One need not be a chamber to be haunted,

One need not be a house;

The brain has corridors surpassing

Material place.

Far safer, of a midnight meeting

External ghost,

Than an interior confronting

That whiter host.

Far safer through an Abbey gallop,

The stones achase,

Than, moonless, one's own self encounter

In lonesome place.

Ourself, behind ourself concealed,

Should startle most;

Assassin, hid in our apartment,

Be horror's least.

The prudent carries a revolver,

He bolts the door,

O'er looking a superior spectre

More near.

~ Emily Dickinson

March 4, 2012

Amanda Williams smiled tiredly as she walked out of her four year old daughter's bedroom. All she wanted to do right now was sleep. It had been a wonderful week, the best in a long time, it seemed like. The highlight of her year had been quitting her job at the bank on Friday. She had hated working there. Give her a cranky kid over a cranky customer any day.

All things considered, that was probably a good attitude to have, seeing as she was going to start a librarian job at the high school the following day, Monday. She was looking forward to it. Amanda wandered into the living room, and flopped into the recliner, kicking off her ballet flats. Church shoes, the soles almost worn out.

She picked them up and headed back to her bedroom, thoughts entirely on her bed. She could have sworn that she heard it calling to her.

As she passed by the closed door of Olivia's bedroom, she stopped. Her daughter was talking to herself again, it sounded like. Amanda peeked through the crack left between the door and the doorjamb. Olivia sat on the flat top of her toybox, which sat under the window, and looked out of the window at the night sky.

As Amanda listened, Olivia repeated a familiar rhyme, "Starlight, star bright/ first star I see tonight/ I wish I may/ I wish I might/ have the wish/ I wish tonight. I wish that I may have my daddy."

Amanda froze, turning almost in slow motion from the door, leaning against the wall for support as all the air was sucked out of her.
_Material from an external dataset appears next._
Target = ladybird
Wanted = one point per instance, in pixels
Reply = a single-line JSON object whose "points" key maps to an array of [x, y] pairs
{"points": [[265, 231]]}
She felt as though she had been punched in the stomach, yet numb at the same time.


She hadn't thought of him in forever - well, a month or so anyway. She wondered disconnectedly if he ever thought of her.

March 5, 2012

David had plenty to think about, what with surviving his rookie year, getting a new partner, and two new arrest warrants. His mind was all ready crowded with things to think about when Sheriff Gentry stepped up to the podium in the muster room and began to read an email that he had been sent. So why, why, did all of that insist on flying out the window and being replaced by other thoughts as soon as the sheriff said the words "when a father is absent?"

Thoughts of Olivia and of Amanda. Thoughts that haunted him. Thoughts that drug him down. Thoughts that wouldn't go away.

He was still thinking those thoughts when dusk fell over Albany and the first star appeared in the sky. He smiled a melancholy smile at that star and whispered the old rhyme, all though he knew full well that it would change nothing about his decidedly awful day.

"Starlight, star bright/ first star I see tonight/ I wish I may/ I wish I might/ have the wish/ I wish tonight…" He paused for a moment, pondering what to wish for. "I wish… I wish that Amanda and Olivia have a good life."

March 9, 2012

Amanda felt like doing a summersault, a cartwheel, some sort of a cheer, as she slid behind the wheel of her car. She had worked one officially phenomenal week at the high school. It was a decided step up from being a teller, and she loved it.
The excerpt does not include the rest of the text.